“Judicial Territory is a work of singular quality and originality. Shaina Potts presents a remarkably subtle and wide-ranging analysis of the United States’ long-term creep into both the international domain and the sovereign spaces of other countries. Potts brings legal analysis to life, with a fluent and incisive style, an eye for contradiction, irony, and drama, and a facility for navigating thickets of legalese in pursuit of compelling, telling, and revealing story lines. Judicial Territory is a tour de force.”
-- Jamie Peck, author of Variegated Economies
“At a moment when so many US citizens are increasingly skeptical of the Supreme Court, Shaina Potts tells a captivating and crucial story that contextualizes the present while pointing to its troubling implications. Placing readers at the center of the tight embrace between US courts and global capital, Potts shows how the US judiciary extends judicial territory for systemic and structural reasons relating to the dynamics of US geopolitical and economic power. She allows us to see that the relationship between US law and capital is not the result of a few ‘bad apple’ judges; it is actually fundamental to the whole enterprise.”

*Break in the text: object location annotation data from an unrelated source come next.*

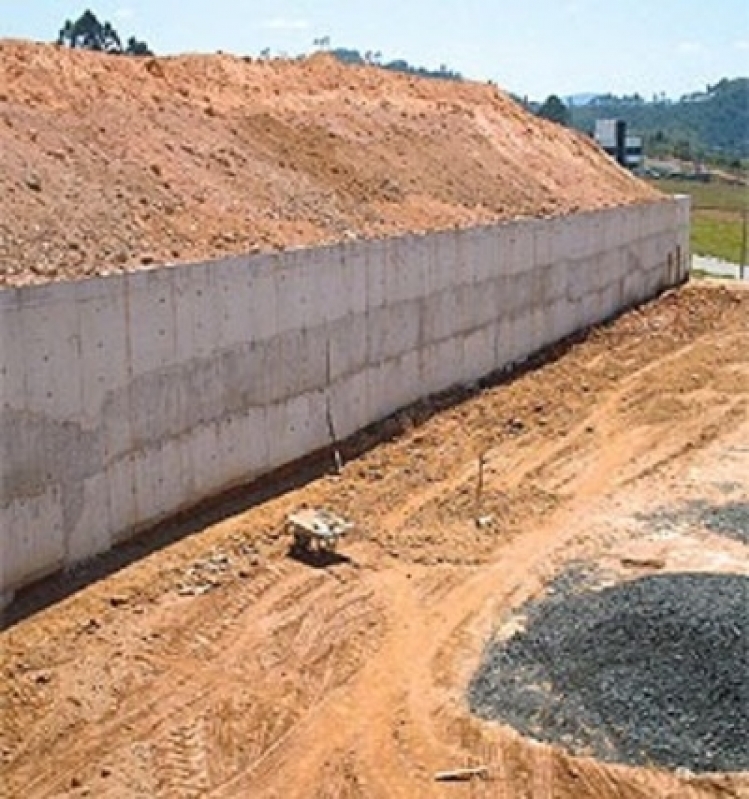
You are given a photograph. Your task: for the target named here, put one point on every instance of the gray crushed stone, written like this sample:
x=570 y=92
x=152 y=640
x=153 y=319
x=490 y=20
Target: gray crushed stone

-- Joshua Barkan, author of Corporate Sovereignty: Law and Government under Capitalism
"Potts’s study is capacious, offering insights on everything from financialization and hegemony to international trade and globalization. But at the core of the book is the history of how we got from US courts being willing to rule in favor of foreign governments and against American firms in the 1920s to the opposite outcome in the 21st century. . . . What Potts has brought to light with Judicial Territory is the crucial role of the law in fashioning and enforcing such subordination—that is, in demanding and securing the obedience of sovereign states."